For crypto fundamentals, the pivot may gradual the speed at which community hashrate expands via 2026 if materials parts of new energy are routed to GPUs as an alternative of ASICs. The community will nonetheless add hash as new websites come on-line and as older fleets refresh, but the slope can flatten relative to the final surge.
That wouldn’t cease capital from getting into mining, as high bitcoin costs and price spikes can nonetheless enhance returns; nevertheless, it makes the hashrate leaderboard a weaker proxy for fairness worth than it was in prior cycles.

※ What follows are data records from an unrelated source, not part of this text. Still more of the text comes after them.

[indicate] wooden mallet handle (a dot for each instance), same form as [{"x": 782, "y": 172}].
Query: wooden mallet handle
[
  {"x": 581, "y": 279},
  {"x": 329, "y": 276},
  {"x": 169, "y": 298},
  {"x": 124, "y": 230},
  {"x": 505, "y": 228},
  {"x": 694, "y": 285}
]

Below is a concise snapshot of the place the most important listed miners stand in the present day. Status displays whether or not AI/HPC is already producing income or continues to be within the planning or analysis phases, primarily based on firm disclosures and mainstream reporting.

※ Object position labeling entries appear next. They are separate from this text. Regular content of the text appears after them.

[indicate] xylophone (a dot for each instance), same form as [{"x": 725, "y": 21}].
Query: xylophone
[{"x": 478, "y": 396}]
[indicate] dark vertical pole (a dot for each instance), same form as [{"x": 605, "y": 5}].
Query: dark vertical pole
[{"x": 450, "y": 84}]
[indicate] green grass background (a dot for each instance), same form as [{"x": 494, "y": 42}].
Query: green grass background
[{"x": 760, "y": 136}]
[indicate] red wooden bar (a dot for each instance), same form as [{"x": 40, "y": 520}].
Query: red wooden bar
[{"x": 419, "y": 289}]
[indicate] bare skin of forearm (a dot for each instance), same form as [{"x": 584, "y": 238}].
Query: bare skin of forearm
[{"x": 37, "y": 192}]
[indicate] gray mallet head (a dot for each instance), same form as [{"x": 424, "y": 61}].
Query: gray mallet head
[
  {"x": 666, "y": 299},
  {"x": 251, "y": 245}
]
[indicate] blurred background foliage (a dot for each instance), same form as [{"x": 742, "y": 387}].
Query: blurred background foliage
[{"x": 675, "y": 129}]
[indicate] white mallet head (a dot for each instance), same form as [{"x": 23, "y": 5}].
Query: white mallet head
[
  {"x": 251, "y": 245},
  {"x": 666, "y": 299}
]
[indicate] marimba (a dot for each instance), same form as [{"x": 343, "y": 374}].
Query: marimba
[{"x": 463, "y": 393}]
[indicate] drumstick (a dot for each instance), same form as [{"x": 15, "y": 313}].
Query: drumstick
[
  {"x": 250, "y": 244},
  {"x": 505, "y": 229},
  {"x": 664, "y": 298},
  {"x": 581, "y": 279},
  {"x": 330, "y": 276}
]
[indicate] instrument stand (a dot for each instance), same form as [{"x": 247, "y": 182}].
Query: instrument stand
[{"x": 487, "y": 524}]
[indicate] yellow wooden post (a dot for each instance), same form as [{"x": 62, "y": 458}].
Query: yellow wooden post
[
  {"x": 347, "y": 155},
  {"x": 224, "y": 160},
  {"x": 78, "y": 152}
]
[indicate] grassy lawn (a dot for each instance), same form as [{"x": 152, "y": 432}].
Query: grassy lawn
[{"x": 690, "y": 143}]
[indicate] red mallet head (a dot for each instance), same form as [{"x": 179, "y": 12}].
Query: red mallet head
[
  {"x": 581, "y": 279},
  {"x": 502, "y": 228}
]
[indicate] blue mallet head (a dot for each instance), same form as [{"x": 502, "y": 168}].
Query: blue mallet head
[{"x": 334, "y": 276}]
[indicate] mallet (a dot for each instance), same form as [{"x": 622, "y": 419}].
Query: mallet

| Bitcoin Miner | Hashrate (EH/s) | % of Global Network | AI/HPC Involvement | Status |
|---|---|---|---|---|
| Marathon Digital Holdings | 57.4 | 5.3% | Acquiring 64% of EDF’s Exaion to develop AI/HPC infrastructure | Revenue |
| CleanSpark | 50.0 | 4.6% | Building 285 MW AI/HPC data-centre campus in Texas (contracts beneath improvement) | Revenue |
| Iris Energy (IREN) | 45.4 | 4.2% | Operating renewable-powered GPU AI cloud clusters with H100/H200 programs | Revenue |
| Riot Platforms | 36.5 | 3.4% | Evaluating AI/HPC repurpose of 600 MW Corsicana facility (paused mining growth) | Planning |
| Bitdeer Technologies | 35.0 | 3.2% | Running industrial AI cloud service using NVIDIA DGX H100/H200 GPUs | Revenue |
| Cipher Mining | 23.6 | 2.2% | Reported multi-year AI data-centre leases (AWS & Fluidstack, ~$8.5 B whole) | Revenue |
| Core Scientific | 19.1 | 1.8% | Hosting AI/ML workloads for CoreWeave beneath 12-year contract (~70 MW) | Revenue |
| Bitfarms | 19.5 | 1.8% | Conducting HPC/AI conversion feasibility with Appleby Strategy Group | Planning |
| TeraWulf | 12.8 | 1.2% | Signed 10-year AI internet hosting contracts (> 200 MW, Google-backed Fluidstack) | Revenue |
| Phoenix Group* | 15.0 * | 1.9% * | Expanding towards 1 GW hybrid data-centre capability for AI/HPC by 2027 (deliberate) | Planning |
What to watch now could be easy and measurable. Track contracted AI megawatts and {dollars} per MW per 12 months in new filings, utility capex trajectories, and ERCOT load revisions, and thirty-day averages for bitcoin charges relative to the subsidy using sources like CoinWarz.
Those information factors will let you know how a lot mining energy shifts to GPUs, how rapidly campuses energize, and the way the per-MW income hole evolves. The largest miners are already executing on that playbook.
The publish 70% of top Bitcoin miners are already using AI income to survive bear market appeared first on CryptoSlate.